The apostle uses Spirit terminology in close connection with activities which have already commenced in believers but which will be heightened at the consummation of all things. It is the inner connection between what Paul claims to be an activity of the Spirit now and what the same Spirit will do at the end that makes his pneumatology ’eschatological’ in character: for an event or activity may usefully be designated ’eschatological’ if it is closely related in inner quality (but not necessarily in time) to the decisive End-events.
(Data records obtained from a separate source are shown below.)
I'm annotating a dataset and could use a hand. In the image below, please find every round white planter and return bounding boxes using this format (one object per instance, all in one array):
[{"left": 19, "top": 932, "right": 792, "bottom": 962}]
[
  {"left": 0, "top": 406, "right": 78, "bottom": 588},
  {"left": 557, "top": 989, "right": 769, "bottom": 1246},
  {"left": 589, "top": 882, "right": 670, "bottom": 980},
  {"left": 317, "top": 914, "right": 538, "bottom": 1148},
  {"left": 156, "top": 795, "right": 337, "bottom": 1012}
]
Similarly, Bruce writes, ’The bestowal of the Spirit of God, or the Holy Spirit, in the New Testament is primarily an eschatological phenomenon in the sense that it is presented as the fulfillment of Old Testament promises associating this bestowal with the age of renewal.’ The Spirit is the tie between the present and the future. ’The Spirit was the presentness of future blessing. The Spirit was that power of the resurrection age already experienced and active to make its recipients fit for that age yet to come.’

Through His presence the Holy Spirit brings life--spiritual resurrection in an intimate relationship with God at the present time and physical resurrection in the future. Since the Spirit is the common Agent of each stage of the resurrection process, His presence now provides a link between this age and the next--a secure seal and a down payment of things to come (2 Cor. 1:22; 5:5; Eph. 1:13-14; 4:30). This is directly related to the promise of life in the New Covenant. It is life in fellowship with God for those who have now become His people through faith in Christ.


The blessings promised to the seed of Abraham have been extended to all believers (even those who are Gentiles) through Jesus Christ as his consummate Heir. The specific promise of life in fellowship with God is mediated through the promised Holy Spirit, whose indwelling presence now guarantees the complete fulfillment of God’s promises in the future.